Plug and play: While most of the world saw the mRNA platform as an approach appearing out of nowhere, this overnight success took 15 years. The platform was waiting for the right use case. Most vaccines use inactivated or weakened viruses or create a lab-developed artificial protein for each targeted virus or bacterium. The mRNA platform just required the virus’s genetic sequence to insert, so the cells could make spike proteins to activate the immune system’s antibody production against the coronavirus.
Manufacturing: The proteins and viral fragments used in other vaccine types can take longer to produce than mRNA molecules. These other vaccines often use eggs or yeast as a growth medium, but the mRNA molecules are chemically synthesized, making the process easier to scale.
Faster future vaccine development
Getting a vaccine into the market in less than a year was inspirational and life-saving, no doubt about it. The process brought a spotlight and energized the vaccine discovery process, with candidates increasing by 30% in the last 5 years, with McKinsey attributing that to the pandemic response. The COVID-19 vaccine had a multimodal army behind it, with funding, multi-stakeholder cooperation, scientific attention, data sharing, regulatory speed, and manufacturing dedication. Plus, the business case for this vaccine was so strong that each party involved gave it unprecedented attention for it to succeed.

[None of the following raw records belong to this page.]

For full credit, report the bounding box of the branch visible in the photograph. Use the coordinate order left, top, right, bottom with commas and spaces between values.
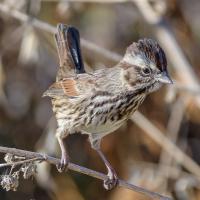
0, 146, 171, 200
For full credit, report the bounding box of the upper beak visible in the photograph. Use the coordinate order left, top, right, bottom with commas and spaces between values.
157, 71, 173, 84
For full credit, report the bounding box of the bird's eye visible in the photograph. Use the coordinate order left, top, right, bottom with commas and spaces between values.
143, 67, 151, 75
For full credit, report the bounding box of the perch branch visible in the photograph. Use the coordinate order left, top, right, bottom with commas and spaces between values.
0, 146, 171, 200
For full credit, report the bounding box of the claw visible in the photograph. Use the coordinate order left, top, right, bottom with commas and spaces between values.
56, 155, 69, 173
103, 169, 118, 190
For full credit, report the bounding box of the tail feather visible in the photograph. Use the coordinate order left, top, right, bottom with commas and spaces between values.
55, 24, 85, 80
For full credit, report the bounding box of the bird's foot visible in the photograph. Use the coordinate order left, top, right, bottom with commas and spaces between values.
103, 168, 118, 190
56, 155, 69, 172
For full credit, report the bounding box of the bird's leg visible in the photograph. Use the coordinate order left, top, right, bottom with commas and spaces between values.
56, 132, 69, 172
90, 138, 118, 190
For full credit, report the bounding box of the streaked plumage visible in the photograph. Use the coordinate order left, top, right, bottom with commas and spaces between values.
44, 25, 171, 189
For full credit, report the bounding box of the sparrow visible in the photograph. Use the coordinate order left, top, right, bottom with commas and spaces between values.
43, 24, 172, 190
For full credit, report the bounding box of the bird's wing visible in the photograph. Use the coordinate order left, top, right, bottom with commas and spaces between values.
55, 24, 85, 81
43, 74, 95, 98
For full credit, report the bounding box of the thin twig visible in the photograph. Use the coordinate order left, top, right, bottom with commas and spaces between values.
0, 157, 43, 168
0, 146, 171, 200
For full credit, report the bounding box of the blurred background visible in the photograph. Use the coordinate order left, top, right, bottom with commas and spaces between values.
0, 0, 200, 200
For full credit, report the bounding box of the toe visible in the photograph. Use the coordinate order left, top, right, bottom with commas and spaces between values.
57, 158, 69, 172
103, 173, 118, 190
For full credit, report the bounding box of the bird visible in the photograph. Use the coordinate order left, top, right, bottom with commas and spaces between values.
43, 24, 173, 190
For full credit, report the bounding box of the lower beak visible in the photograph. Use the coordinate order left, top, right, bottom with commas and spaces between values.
157, 71, 173, 84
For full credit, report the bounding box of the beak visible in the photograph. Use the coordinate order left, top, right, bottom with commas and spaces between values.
157, 71, 173, 84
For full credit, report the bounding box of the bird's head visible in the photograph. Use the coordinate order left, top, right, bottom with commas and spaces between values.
121, 39, 172, 93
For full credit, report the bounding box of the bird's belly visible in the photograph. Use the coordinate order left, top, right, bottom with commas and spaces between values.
81, 119, 126, 137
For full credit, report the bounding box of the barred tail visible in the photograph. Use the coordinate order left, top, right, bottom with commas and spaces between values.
55, 24, 85, 80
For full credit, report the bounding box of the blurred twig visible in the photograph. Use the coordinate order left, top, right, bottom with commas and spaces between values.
131, 111, 200, 180
0, 146, 171, 200
158, 96, 186, 189
132, 0, 200, 105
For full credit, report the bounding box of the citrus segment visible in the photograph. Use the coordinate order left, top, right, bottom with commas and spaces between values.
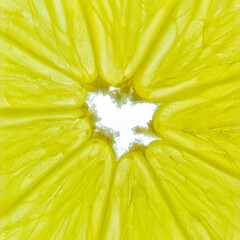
0, 138, 113, 239
133, 0, 240, 102
101, 153, 184, 240
83, 0, 176, 84
146, 141, 240, 240
154, 79, 240, 178
0, 47, 86, 109
0, 114, 91, 214
0, 0, 96, 83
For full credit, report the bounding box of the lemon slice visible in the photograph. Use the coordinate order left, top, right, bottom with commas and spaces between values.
133, 0, 240, 102
0, 0, 240, 240
0, 139, 113, 239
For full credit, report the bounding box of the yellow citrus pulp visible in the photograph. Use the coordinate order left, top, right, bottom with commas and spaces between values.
0, 0, 240, 240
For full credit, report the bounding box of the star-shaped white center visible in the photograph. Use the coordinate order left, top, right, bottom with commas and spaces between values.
86, 87, 158, 158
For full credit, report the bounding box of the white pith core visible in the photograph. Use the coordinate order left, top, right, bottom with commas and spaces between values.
86, 87, 159, 158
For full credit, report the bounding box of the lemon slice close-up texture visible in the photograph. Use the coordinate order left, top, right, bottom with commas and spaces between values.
0, 0, 240, 240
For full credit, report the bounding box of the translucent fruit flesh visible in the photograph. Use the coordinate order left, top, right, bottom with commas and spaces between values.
0, 0, 240, 240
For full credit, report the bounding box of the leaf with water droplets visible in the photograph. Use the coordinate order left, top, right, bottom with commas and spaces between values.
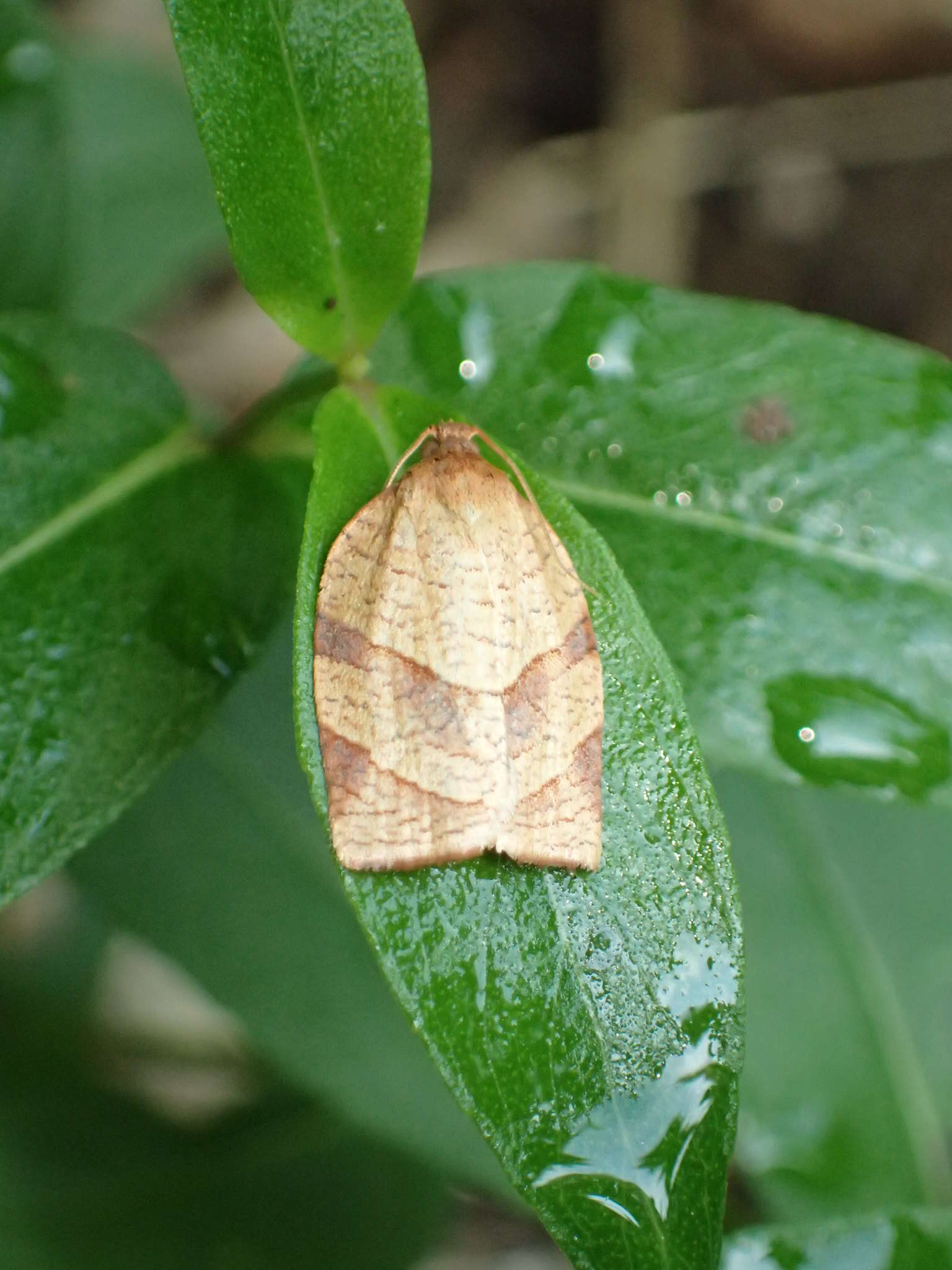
0, 316, 310, 903
363, 264, 952, 804
294, 389, 743, 1270
721, 1209, 952, 1270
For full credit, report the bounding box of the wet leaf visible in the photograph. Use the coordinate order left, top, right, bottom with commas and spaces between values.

Vaccine development times overall have shortened in recent years, thanks to the pandemic. McKinsey found several vaccines that began development in 2021, with potential or anticipated approval dates 30 to 40 months (2.5 to 3.3 years) after their development began. Two of those use the mRNA platform (RSV and influenza from Moderna) and two do not (influenza from Pfizer and pneumococcal from Vaxcyte). Still others, malaria, RSV, and pneumococcal vaccines, are anticipating approval 50 to 58 months (4.2 to 4.8 years) from their initial development efforts.
The pandemic also moved vaccine development along by funding research into multiple technologies, such as protein nanoparticle-based vaccines. Not every vaccine is a good fit for the mRNA platform, so finding new and faster ways to manufacture and deliver vaccines is essential to addressing public health issues.
Aside from a potential future pandemic, subsequent vaccines will not have that combination of money and stakeholder focus, which means creating a vaccine in less than 12 months isn’t likely. But it can—and sometimes will—be faster than before. There’s already a time savings seen with reduced gaps between clinical trial phases.
People can benefit from vaccines for various illnesses and the recent attention should especially help make the development and testing process easier and for vaccines needed in underdeveloped areas. CEPI and other organizations are working to derisk the process for developers and manufacturers. Industry has often partnered with academia, but the collaborations for the COVID vaccine extended far beyond and are likely to continue.
The world is in a better place with pandemic preparedness given the knowledge gained from our COVID vaccine experience. The same level of attention won’t be provided for all vaccine needs, but we can apply the lessons, from research to public health campaigns, to advance global health moving forward.